Sometimes our hearts can be so heavy, we need help carrying them. I am currently surrounded by people who have recently lost someone or who are battling serious illnesses. So, my immediate orbit happens to be filled with some mighty, yet heavy, hearts.
And there’s nothing like a holiday to increase the weight on our hearts. Pictures of what life — and love — should look like come crashing up against the reality of what is so. If we don’t match the pictures, we feel less than.
Even if we have a beloved, are healthy and happy, and have our Valentine’s plan locked and loaded for love, our hearts can still be poked and jabbed by the shiny photos on social media, by friends, family or even that very perfect mate.
And, if you don’t have a beloved, but are taking care of yourself with a planned “Galentine” or “Palentine” celebration, or even a quiet night alone with a movie and popcorn, you still want to pay attention to your own sweet heart.
If I feel off-kilter on a holiday like this, I love the simple act of putting my hand on my heart and repeating “I am love. I am loved.” If that doesn’t recenter me, then from that space I can ask my heart what it needs to feel fully empowered and open to giving and receiving love.
You may, though, know someone who is in pain who doesn’t have any tools to get them through this holiday. They might be able to use some extra love from you, to help pick up and deliver their hearts to a better emotional place.
This Saturday I will be joining in on a celebration of the life of my friend Adelaide who passed away at 101. Her husband passed away on Valentine’s Day nearly two decades before she left us.
For the first few years after his death I checked in on Adelaide and asked her if she wanted to do anything. She powerfully declared that she just wanted to be alone and quiet. She knew how to take care of her heart.
A few years in, I started leaving gentle missives on her doorstep, a flower, note or candy hug, an acknowledgment. She told me she appreciated it. She wasn’t one to hide her true feelings so I continued the tradition all these years.
Not everyone, though, is clear what they want or need. A gentle question can help open the door to a heavy heart:
- Is there anything I can do to lighten the load on your heart right now?
- Is there something you might like to do that would uplift that beautiful heart of yours?
- Would you like help creating a new Valentine’s Day tradition?
- Do you need support in busting a move that will make a difference for you?
- What do you need?
I remember my dear friend, Alexandra, who happens to be Adelaide’s granddaughter, asked me that last question after my father passed away.

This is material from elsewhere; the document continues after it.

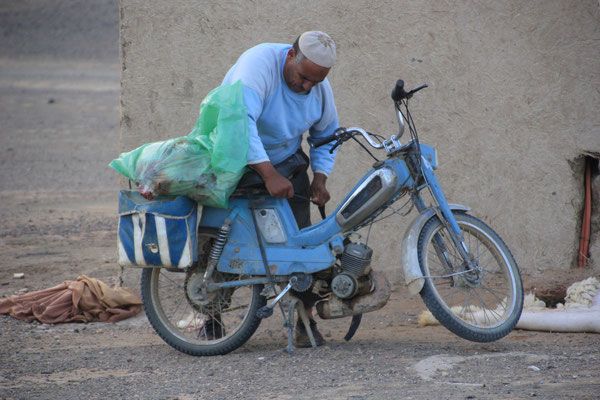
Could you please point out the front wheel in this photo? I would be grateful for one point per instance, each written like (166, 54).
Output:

I thought it was the most beautiful question ever uttered, and in that moment I didn’t need anything other than to be asked. The posing of the question filled my heart with light: I could carry on and move forward from there.
Sometimes the simple acknowledgment that a dear one’s heart is heavy is all it takes to lighten their load.
Do you know someone who could use some extra love this Valentine’s Day, someone who has had a particularly hard year, who is feeling lonely or who is mourning a loss?
Maybe flex your own heart muscles and pick up the phone to ask what they might wish, or drop off a tiny gift surprise. It might make both of your Valentine’s Days lighter and brighter.